Tata differs from most girls not only by her energy and efficiency but also by the fact that she talks about her divorce and the reasons behind it openly on her Instagram page. Before the divorce, Tate had to provide for the whole family. She taught at the children’s center and gave private lessons in the Abkhaz language.
Tata says women are responsible for fact that men today are no longer the breadwinner in families:
“Today women are raising men who are incapable of becoming worthy husbands. The daughter is obliged to take care of the house and children, she is obliged to bear responsibility. What about the sons? He’s a man. He is responsible for the family only in words.
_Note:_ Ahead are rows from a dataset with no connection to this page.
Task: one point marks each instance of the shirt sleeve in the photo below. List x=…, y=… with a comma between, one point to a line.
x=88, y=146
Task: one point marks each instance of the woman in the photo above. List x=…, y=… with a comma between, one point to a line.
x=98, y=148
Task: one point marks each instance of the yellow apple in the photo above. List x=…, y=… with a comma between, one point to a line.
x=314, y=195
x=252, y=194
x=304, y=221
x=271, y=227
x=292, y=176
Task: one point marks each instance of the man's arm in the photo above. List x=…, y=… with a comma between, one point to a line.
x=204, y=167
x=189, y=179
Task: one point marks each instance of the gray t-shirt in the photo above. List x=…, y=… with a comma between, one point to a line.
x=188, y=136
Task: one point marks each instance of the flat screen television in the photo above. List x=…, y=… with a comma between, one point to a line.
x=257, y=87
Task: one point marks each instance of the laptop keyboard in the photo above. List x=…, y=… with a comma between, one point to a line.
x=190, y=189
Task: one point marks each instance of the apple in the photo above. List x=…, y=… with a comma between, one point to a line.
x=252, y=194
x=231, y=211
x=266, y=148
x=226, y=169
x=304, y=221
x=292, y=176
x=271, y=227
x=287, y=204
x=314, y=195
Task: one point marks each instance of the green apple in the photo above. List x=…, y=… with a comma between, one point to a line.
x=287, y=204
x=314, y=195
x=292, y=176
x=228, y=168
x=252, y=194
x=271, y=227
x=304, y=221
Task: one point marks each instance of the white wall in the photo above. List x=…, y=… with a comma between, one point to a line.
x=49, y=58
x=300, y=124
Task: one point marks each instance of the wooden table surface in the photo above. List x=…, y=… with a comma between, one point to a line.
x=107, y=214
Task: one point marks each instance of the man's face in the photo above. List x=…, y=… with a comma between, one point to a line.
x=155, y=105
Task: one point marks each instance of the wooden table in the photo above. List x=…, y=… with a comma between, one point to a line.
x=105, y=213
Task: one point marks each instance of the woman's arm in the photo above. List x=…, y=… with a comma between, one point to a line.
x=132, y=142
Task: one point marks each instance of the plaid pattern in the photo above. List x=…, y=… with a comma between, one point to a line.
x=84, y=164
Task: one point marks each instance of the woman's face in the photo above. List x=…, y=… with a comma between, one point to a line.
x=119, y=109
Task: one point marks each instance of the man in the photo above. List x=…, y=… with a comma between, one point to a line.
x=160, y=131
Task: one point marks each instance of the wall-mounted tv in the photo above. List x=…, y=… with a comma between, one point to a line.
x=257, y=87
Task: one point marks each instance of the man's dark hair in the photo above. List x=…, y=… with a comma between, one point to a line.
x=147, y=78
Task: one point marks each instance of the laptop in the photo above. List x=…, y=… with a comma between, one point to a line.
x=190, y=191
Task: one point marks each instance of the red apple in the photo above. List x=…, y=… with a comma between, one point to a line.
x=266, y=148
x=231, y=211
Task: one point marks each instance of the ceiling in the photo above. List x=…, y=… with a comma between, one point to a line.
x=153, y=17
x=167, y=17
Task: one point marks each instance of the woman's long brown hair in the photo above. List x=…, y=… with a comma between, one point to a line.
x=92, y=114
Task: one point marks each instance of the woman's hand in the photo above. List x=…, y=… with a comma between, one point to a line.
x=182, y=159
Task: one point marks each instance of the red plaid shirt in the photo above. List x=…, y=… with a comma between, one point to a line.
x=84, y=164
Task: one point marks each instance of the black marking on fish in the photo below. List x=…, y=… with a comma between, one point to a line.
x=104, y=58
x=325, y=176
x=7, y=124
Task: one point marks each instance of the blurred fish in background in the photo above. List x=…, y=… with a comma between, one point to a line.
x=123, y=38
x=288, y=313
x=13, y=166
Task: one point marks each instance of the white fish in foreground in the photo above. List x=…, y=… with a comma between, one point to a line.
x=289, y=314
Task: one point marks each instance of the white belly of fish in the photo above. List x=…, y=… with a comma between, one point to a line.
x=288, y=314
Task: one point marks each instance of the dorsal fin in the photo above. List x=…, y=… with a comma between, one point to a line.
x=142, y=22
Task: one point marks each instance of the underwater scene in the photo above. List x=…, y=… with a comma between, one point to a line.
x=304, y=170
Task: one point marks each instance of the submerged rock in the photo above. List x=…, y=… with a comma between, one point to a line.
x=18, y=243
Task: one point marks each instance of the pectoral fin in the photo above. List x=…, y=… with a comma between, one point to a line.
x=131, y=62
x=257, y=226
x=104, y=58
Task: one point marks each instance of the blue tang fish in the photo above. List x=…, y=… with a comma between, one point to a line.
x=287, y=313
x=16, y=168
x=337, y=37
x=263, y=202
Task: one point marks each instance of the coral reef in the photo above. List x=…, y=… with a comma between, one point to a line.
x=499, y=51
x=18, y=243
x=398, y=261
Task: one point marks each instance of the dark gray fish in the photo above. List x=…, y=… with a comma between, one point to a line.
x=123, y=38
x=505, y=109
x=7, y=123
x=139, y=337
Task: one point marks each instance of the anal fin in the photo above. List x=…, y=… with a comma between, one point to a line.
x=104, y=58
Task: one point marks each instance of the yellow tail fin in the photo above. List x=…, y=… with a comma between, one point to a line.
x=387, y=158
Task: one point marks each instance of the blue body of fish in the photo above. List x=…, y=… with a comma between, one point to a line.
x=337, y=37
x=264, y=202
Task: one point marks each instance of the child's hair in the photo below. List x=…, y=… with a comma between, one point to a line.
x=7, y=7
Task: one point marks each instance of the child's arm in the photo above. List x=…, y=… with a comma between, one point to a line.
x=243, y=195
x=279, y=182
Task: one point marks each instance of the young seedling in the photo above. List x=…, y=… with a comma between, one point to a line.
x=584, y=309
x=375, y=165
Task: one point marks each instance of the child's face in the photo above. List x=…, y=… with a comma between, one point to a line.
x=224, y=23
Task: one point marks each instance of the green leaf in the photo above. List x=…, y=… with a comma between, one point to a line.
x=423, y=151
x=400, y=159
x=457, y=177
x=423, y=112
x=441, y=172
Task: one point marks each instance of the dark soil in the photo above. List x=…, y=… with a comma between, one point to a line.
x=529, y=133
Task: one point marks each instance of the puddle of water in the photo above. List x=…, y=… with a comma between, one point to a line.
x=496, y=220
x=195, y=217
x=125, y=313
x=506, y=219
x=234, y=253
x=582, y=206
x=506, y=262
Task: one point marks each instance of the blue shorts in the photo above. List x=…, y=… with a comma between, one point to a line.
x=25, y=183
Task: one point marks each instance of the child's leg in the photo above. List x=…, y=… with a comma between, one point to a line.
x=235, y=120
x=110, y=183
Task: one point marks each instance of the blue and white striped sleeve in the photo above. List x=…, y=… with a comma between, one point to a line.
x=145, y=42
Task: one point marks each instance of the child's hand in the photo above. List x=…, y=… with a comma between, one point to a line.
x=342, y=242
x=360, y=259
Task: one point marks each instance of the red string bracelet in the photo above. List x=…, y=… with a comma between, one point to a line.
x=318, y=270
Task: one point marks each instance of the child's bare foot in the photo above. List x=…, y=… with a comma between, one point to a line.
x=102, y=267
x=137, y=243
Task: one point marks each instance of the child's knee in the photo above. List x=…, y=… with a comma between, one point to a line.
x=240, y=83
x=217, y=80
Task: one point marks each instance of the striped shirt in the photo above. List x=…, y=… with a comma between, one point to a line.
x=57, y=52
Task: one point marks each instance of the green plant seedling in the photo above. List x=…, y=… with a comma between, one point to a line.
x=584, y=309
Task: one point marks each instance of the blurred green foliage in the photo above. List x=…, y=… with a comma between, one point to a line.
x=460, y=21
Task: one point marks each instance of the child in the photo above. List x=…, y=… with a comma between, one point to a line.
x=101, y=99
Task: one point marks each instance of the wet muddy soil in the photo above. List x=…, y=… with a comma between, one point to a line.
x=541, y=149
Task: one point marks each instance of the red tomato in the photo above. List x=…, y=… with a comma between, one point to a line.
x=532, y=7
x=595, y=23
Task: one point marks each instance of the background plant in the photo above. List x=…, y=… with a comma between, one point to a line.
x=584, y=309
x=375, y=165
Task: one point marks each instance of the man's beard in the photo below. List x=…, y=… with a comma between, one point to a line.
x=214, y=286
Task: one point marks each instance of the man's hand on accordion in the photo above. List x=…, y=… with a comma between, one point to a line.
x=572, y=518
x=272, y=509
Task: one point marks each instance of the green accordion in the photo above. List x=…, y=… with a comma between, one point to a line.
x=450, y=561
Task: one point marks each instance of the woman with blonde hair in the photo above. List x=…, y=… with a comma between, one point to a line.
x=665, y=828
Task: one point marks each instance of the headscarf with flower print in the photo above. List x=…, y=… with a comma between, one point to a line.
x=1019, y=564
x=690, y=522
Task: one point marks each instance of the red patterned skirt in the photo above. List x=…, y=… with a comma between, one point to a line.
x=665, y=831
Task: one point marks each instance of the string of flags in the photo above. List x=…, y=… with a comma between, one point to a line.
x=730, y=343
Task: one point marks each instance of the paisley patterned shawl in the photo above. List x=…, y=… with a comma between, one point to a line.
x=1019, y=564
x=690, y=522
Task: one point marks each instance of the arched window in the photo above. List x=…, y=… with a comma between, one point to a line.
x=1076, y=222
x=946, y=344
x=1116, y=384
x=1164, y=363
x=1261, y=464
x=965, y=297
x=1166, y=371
There is a cult of man. Everyone should love and respect him just because he was born a man”, Tata says.
Tata raises her sons in a different way. She gives them a lot of love, but also a great deal of freedom so that her sons can learn to make the right decisions and choices in life. At the same time, she realizes that much like her children, she needs her own space to learn and grow as an individual and as a professional.
“I make a living for my little family. I go through training sessions, promotions, and contests on social media. I have to be fulfilled intellectually and spiritually so that I have something to pass on to children”, says Tata.
She is young and energetic, she knows a lot, and can withstand a lot. She is the head of the family, the nurse, she is the mother and father to her sons. Yet she remains a woman who dreams of a man who would take care of some of her problems for her.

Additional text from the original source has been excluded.